Today’s installment was submitted by Jeff McGraw of The Callos Companies in Pittsburgh, Pennsylvania. Jeff serves as the chair-elect of NPA’s Board of Directors, and has been a member of the network since 1994. The Callos Companies provides a broad range of human resource services including recruiting & search, temporary staffing, and PEO services.
Hot chocolate or hot cocoa, whatever name you give it, is a heated beverage of melted chocolate, milk and sugar. A rich and creamy drink fit for gods, warriors and kings. A drink that was first introduced by the Mayas over 2,000 years ago. Hot cocoa was an essential part of the Aztec culture and was used medicinally to treat stomach ailments. Today, hot chocolate is consumed throughout the world and enjoyed by the young and the old…except in my office!
It was a simple question from my office administrator, “Can we purchase hot chocolate for the office?”
Our send out and job order activity has been slow and our corresponding placements and sales revenue is behind our numbers from last year.
As a result my response to this “hot chocolate” question was an authoritative, “No!”
What was I thinking? Prohibiting the purchase of hot chocolate with company funds would send a message! A message of “let’s go,” “kick it into gear,” “work hard,” “get more send outs and job orders,” and “work the split placement network.”
Or did this cocoa prohibition actually backfire? I can see and hear it now. The whispering about what a holiday Grinch I am, the angriness of not being able to wrap their hands around a warm mug of melted chocolate and heated milk or worse — the bootlegging of generic wrapped packets of hot cocoa being distributed behind my back!

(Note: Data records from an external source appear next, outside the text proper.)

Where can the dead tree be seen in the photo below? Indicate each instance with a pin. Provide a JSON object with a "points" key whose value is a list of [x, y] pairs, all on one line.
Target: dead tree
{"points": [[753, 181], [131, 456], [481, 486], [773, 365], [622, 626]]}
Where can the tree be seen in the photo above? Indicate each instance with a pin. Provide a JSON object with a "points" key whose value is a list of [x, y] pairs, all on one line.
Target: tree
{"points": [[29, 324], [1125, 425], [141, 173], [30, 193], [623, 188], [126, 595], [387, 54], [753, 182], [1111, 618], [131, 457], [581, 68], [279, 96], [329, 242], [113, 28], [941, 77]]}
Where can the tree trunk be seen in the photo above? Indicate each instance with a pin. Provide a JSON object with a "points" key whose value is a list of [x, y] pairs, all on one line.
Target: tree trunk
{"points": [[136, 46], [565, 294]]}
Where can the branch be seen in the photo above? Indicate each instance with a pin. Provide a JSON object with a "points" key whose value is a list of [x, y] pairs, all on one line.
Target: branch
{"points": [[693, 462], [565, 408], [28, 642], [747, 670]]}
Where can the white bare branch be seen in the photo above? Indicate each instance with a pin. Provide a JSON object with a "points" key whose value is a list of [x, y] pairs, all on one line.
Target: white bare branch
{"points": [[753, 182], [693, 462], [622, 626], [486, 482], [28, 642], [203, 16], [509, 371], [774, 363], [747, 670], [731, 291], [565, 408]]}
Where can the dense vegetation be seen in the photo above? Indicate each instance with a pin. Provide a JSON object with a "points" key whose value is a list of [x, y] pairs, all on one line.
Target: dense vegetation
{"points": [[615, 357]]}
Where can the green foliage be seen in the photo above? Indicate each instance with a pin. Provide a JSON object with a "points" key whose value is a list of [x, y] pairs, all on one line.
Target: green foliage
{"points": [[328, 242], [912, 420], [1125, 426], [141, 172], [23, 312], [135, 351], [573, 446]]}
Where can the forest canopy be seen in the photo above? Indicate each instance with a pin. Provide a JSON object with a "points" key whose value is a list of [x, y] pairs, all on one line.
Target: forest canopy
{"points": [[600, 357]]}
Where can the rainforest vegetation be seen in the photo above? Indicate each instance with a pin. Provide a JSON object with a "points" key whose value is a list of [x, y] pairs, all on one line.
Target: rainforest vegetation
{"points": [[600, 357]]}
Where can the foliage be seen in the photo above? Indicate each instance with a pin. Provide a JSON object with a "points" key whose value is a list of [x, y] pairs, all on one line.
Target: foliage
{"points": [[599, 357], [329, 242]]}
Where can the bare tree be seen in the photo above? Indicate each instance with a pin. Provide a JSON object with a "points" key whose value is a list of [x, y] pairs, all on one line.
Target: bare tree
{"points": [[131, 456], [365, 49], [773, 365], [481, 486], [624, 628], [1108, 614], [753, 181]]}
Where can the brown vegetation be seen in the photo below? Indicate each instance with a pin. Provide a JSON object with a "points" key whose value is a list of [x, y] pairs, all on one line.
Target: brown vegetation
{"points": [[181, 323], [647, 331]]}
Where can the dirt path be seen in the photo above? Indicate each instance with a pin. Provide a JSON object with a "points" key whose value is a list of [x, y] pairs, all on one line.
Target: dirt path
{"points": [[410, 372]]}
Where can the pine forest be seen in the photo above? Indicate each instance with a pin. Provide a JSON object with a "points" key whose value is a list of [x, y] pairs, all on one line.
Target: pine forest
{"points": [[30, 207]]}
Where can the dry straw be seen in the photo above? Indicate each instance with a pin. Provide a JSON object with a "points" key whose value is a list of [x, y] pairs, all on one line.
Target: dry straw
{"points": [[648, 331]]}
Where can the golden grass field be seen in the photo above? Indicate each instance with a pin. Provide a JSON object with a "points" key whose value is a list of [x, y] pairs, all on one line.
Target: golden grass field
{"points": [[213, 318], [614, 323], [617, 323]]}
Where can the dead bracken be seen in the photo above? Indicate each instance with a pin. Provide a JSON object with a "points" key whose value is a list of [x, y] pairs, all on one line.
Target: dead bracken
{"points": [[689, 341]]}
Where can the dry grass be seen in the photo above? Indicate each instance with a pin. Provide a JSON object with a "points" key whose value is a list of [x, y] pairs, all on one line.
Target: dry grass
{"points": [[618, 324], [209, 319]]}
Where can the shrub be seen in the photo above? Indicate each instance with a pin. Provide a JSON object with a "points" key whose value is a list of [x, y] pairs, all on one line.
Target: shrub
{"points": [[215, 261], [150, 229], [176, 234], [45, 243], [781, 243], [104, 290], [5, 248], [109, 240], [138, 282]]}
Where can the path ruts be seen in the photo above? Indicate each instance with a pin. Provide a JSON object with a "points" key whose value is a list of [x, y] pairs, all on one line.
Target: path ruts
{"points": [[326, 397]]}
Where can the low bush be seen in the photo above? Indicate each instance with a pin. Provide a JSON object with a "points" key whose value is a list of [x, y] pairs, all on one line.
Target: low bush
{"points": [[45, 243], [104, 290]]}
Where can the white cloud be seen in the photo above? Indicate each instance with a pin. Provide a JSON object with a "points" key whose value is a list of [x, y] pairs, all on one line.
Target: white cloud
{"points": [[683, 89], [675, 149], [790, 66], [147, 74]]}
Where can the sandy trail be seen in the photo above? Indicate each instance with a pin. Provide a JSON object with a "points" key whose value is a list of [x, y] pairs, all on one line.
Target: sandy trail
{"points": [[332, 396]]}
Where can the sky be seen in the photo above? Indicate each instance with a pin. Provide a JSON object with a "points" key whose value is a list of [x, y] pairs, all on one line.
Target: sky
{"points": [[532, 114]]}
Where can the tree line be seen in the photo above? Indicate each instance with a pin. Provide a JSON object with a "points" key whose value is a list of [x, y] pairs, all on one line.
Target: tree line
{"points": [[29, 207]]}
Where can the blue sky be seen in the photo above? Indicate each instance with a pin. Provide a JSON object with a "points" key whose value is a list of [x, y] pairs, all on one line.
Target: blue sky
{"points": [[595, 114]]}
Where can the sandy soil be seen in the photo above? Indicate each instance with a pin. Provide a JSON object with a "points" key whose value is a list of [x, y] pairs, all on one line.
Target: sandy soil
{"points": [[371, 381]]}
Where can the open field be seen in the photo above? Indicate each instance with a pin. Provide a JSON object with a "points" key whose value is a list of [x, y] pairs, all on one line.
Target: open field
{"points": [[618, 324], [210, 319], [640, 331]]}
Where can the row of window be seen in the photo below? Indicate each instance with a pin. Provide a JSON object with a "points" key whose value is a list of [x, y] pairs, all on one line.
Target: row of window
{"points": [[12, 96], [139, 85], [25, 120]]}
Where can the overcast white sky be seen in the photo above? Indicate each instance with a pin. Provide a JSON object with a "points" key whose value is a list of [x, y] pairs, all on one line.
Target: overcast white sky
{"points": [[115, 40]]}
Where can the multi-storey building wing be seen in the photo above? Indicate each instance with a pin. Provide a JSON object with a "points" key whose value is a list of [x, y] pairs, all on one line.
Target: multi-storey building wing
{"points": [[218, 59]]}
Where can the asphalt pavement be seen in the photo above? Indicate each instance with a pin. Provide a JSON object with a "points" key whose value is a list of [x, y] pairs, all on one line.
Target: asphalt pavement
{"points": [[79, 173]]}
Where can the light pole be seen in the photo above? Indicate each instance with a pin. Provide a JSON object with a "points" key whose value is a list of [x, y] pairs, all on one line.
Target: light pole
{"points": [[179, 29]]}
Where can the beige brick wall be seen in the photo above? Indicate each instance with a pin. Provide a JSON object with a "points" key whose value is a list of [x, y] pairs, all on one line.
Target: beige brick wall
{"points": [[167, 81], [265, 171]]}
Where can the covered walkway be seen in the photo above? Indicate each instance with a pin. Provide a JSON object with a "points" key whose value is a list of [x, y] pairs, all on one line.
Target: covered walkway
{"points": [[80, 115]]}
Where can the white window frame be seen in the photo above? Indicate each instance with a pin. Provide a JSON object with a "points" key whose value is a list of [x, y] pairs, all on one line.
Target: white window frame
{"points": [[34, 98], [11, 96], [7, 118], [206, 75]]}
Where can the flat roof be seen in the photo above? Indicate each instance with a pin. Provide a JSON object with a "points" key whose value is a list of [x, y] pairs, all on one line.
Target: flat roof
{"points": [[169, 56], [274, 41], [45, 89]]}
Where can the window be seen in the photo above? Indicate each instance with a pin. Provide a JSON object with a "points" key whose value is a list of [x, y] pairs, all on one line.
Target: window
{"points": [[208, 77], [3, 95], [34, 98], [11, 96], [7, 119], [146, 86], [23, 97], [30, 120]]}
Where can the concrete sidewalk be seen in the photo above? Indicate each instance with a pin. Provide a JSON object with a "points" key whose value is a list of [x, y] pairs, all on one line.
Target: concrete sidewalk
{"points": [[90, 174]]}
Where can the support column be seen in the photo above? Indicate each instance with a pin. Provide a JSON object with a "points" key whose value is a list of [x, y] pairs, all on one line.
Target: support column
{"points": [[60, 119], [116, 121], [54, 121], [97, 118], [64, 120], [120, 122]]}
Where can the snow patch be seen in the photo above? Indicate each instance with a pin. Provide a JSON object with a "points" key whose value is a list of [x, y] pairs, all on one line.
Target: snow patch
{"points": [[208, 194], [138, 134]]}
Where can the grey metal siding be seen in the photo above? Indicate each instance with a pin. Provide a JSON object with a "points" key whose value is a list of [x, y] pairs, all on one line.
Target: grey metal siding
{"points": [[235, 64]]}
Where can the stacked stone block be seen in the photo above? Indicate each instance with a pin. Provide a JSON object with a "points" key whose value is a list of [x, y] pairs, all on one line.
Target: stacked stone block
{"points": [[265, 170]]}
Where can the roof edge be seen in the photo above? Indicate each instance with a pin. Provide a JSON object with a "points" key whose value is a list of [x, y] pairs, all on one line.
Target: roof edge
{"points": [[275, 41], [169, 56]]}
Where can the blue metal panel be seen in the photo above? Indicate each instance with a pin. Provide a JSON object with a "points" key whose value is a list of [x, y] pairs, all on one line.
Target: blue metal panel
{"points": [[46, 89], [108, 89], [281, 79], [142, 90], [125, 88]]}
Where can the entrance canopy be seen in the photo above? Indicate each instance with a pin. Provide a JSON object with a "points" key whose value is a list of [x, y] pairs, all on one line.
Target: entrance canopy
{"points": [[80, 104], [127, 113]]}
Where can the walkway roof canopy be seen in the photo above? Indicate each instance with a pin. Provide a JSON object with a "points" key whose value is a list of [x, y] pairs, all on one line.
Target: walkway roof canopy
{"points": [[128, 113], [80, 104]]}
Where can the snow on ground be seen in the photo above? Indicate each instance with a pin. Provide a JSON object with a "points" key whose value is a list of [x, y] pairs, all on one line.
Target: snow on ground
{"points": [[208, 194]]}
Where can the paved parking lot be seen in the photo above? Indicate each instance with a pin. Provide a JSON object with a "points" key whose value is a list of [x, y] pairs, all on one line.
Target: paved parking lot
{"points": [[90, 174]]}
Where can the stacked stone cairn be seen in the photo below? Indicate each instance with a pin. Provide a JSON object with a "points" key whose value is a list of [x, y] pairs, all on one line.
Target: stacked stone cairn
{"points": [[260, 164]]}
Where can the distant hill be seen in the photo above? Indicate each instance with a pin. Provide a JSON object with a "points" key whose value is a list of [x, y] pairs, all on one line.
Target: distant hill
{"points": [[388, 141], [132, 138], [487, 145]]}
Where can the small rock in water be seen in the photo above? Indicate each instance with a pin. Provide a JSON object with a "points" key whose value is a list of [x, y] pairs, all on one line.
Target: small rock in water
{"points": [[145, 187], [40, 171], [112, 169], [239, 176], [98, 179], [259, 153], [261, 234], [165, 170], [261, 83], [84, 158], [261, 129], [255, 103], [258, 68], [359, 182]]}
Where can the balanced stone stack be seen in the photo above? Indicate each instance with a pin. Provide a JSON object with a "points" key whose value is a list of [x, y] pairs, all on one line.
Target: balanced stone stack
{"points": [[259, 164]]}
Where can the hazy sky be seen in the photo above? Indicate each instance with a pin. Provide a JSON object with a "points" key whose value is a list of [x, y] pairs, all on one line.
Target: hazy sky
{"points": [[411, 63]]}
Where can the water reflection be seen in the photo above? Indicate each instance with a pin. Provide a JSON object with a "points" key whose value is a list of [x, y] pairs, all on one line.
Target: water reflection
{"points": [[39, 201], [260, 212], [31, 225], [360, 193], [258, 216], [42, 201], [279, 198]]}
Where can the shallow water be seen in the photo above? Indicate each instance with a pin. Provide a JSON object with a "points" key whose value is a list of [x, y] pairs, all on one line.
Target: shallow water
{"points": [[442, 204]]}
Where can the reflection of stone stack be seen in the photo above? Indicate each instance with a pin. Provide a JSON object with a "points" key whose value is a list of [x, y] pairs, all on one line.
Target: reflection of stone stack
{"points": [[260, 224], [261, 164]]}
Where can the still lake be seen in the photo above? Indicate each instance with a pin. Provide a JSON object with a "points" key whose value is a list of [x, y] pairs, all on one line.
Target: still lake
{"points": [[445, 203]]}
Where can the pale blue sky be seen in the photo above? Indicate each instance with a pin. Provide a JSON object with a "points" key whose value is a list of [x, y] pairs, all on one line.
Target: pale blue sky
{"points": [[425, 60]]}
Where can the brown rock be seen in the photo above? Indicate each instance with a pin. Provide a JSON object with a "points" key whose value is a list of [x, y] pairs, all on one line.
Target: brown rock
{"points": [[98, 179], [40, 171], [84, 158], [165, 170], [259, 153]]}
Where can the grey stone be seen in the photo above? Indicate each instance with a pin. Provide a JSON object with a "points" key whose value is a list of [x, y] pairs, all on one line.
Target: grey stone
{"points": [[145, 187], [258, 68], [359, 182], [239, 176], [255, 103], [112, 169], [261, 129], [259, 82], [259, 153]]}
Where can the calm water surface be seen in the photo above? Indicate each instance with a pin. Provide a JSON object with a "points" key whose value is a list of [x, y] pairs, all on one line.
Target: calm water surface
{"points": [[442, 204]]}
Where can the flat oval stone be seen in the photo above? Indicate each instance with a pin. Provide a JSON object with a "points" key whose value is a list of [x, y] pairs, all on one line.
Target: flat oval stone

Once I stepped back and thought about my answer I came up with a much better decision. As an owner, I see financial statements, monthly reports, and general ledger statements but I realized that my recruiting staff does not. Each recruiter has their annual sales goal but that’s it. Why not be more transparent? I decided to develop recruiting budgets (a profit and loss statement) for each recruiter at each desk. Then I worked with each recruiter to teach them how to run their desk like their own business. Now each recruiter has a better understanding of the costs to “run their business” and how this relates to required activity and ultimately revenue.